When my daughter grumbled into the kitchen this morning she asked me if she could have some juice in her water jug instead of just water. She said, "Some of the other kids bring juice, and I want some too."
I opened the fridge and grabbed the juice and poured it into the jug she held out for me. Then my wife entered the room and said, "You can't take juice to school."
"Why not?" I asked.
"Because," she said, "The teacher has a policy that kids can't drink juice because it will rot their teeth."
"Well, that..."
"DON'T...!!!" my wife motioned her hand out as to say, "STOP! Don't go there!" She didn't need to, because I planned to stop anyway. Yet instead of assuming I knew (as many men would do), she said, "KK needs to learn to follow the rules. The rules in her class is no juice."

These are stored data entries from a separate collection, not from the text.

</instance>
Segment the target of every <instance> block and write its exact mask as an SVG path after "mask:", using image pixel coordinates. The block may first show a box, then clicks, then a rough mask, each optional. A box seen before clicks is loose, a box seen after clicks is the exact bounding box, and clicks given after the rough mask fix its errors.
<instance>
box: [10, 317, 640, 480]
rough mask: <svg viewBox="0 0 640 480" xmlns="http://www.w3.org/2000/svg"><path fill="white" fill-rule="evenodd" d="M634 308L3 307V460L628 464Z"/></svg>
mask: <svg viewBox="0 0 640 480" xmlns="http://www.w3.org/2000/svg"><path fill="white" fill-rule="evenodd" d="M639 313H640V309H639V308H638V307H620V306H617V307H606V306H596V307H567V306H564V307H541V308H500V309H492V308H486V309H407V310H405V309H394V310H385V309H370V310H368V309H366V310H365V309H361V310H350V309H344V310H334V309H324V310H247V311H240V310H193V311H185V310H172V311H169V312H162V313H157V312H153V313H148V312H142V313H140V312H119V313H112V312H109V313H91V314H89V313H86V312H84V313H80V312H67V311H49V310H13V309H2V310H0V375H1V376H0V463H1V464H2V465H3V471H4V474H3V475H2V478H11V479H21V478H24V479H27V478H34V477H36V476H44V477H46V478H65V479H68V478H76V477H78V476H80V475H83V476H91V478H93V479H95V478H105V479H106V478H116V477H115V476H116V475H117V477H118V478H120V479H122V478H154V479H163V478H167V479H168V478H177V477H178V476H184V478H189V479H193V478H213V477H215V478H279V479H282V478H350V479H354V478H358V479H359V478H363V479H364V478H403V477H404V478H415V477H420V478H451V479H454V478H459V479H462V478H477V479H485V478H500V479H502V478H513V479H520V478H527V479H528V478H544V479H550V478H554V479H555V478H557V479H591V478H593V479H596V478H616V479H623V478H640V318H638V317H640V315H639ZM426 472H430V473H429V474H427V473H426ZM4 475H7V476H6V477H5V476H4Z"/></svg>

"Well, that's a bunch of bullshit!" I wanted to say, yet held my mouth. Wife was right about the rule following. Yet I was frustrated nonetheless. I felt trapped. I felt as though I were living in a socialistic nation.
Since when does the school have a right to protect my daughter from herself. Their job is to protect one kid from another kid, yet not to protect kids from themselves. Protecting kids from themselves is the job of the parent. That's me. I'm the parent. It's my job to care for my daughters teeth. If I want to be stupid and let my kid have juice and rotting teeth, that's my right.

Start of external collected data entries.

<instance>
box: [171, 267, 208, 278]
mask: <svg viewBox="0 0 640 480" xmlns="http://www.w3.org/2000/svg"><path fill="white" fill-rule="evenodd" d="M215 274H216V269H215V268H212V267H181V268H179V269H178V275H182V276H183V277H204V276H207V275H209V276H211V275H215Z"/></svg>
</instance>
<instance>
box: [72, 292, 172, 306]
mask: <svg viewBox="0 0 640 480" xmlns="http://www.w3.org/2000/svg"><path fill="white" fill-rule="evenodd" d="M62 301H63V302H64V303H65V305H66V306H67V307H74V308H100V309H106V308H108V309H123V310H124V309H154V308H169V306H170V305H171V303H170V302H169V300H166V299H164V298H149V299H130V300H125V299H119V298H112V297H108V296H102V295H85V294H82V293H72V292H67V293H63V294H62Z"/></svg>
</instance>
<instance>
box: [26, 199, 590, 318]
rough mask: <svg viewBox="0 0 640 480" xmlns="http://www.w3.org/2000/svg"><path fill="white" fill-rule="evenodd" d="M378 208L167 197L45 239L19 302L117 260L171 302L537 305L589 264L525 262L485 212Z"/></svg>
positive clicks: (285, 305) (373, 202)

When I was a kid we weren't allowed to chew gum. This was a rule because the noise from gum disturbed the class, and kids were sticking old gum under the desks and destroying school property. This rule was to protect kids from each other and protect teachers and janitors (they used to be called janitors) from kids.
Yet now teachers and schools and principals and superintendents and school boards and politicians have decided that parents are too stupid to protect their children from themselves, so they have to do it for us. I'm stupid, they think. You're stupid, they think. So they must protect your (our -- mine) children from themselves.
Schools are now doing our job. What disturbs me most about this is not even my wife was concerned about this. Personally, I'm ticked. The schools not only have the power to put me in jail if I don't send my kids to school, but to tell me how to parent. There should be a public outcry, yet there isn't.
Have we become so complacent as a nation, so busy raising our kids and working to support our families, that we missed when our rights were taken away? That appears to be what has happened.